Marcy has a PhD from the University of Michigan, where she researched the “feuilleton,” a short conversational newspaper form that has proven important in times of heightened censorship. Before and after her time in academics, Marcy provided documentation consulting for corporations in the auto, tech, and energy industries. She lives with her spouse and dog in Grand Rapids, MI.

2 replies
  1. C says:

    I suspect that it is not just about wearing down the reformers although that is, I agree, working. It is also about the election cycle. This issue does not help anyone. Neither the Ds nor Rs want to touch it or be tarred with it and neither one occupies the moral high ground, or what they care about which is the tactical advantage. I suspect that they just want to “get it done” so that they can go back to trolling each other over Obamacare.

    On this issue they, Congress, have no real power because any law they pass just gets ignored and violations are unenforced, and they are largely fine with that.

  2. Bob Stapp says:

    “Wearing down the reformers…”

    Wear ’em down. Outlast ’em. Those few words capture the master strategy that has succeeded in turning the United States into a panopticon of control beyond the wildest imagination of Jeremy Bentham.
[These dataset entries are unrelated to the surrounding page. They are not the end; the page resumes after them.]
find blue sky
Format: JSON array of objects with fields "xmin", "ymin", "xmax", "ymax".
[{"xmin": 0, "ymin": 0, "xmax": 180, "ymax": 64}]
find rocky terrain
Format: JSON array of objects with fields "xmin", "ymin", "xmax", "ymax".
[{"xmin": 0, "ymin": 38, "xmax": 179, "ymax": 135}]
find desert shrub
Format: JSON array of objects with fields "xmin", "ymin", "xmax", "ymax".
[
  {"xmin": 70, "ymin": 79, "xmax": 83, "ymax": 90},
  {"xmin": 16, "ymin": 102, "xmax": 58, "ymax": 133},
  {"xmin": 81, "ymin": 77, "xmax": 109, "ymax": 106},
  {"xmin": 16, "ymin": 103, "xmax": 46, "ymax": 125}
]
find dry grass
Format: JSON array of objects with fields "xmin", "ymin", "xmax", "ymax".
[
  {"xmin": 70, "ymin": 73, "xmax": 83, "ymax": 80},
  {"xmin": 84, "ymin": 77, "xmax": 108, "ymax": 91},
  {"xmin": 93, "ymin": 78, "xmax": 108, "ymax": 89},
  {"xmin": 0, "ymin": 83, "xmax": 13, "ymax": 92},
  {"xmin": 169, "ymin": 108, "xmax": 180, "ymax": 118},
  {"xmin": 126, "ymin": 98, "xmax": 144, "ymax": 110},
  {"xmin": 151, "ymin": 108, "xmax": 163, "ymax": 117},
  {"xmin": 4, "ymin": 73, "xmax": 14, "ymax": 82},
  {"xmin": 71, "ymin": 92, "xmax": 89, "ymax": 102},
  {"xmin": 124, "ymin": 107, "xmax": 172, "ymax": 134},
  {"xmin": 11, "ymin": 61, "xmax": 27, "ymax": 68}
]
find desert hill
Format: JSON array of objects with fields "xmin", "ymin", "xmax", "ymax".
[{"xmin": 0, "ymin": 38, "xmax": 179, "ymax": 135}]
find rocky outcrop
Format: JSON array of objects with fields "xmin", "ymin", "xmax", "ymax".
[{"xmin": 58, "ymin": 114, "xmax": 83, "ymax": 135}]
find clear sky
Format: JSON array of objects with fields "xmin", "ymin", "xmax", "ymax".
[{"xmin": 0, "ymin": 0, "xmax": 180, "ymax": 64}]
And, I must admit, it is indeed a truly brilliant strategy. Those of us who must spend most of our energy and time just living our lives cannot possibly push back against those who have virtually unlimited resources and all the time in the world to get what they want.

    I have watched helplessly as this strategy has been rolled out throughout my now 66-year lifetime and we are now at a real turning point. The gates are almost closed and our chances of peaceful change are quickly evaporating. When the “ship hits the sand” it’s going to be nothing short of apocalyptic but, on the other hand, maybe that’s precisely what’s needed.

    I find Chris Hedges dark vision to be sublimely creepy but, as distasteful as I find it, I can’t help but agree.

    “The goals of corporate capitalism are increasingly indistinguishable from the goals of the state. The political and economic systems are subservient to corporate profit. Debate between conventional liberals and conservatives has been replaced by empty political theater and spectacle. Corporations, no matter which politicians are in office, loot the Treasury, escape taxation, push down wages, break unions, dismantle civil society, gut regulation and legal oversight, control information, prosecute endless war and dismantle public institutions and programs that include schools, welfare and Social Security. And elected officials, enriched through our form of legalized corporate bribery, have no intention of halting the process.

    […]

    Our corporate masters will not of their own volition curb their appetite for profits. Human misery and the deadly assault on the ecosystem are good for business. These masters have set in place laws that, when we rise up—and they expect us to rise up—will permit the state to herd us like sheep into military detention camps. Section 1021(b)(2) [of the National Defense Authorization Act (NDAA) ] is but one piece of the legal tyranny now in place to ensure total corporate control. The corporate state also oversees the most pervasive security and surveillance apparatus in human history. It can order the assassination of U.S. citizens. It has abolished habeas corpus. It uses secret evidence to imprison dissidents… . It employs the Espionage Act to criminalize those who expose abuses of power. A ruling elite that accrues for itself this kind of total power, history has shown, eventually uses it.”

    While I greatly appreciate your in-depth analyses, Marcy, and the amazing insight and attention to detail you bring to the most complex and arcane subject matter, when I step back and look at the bigger picture, I despair.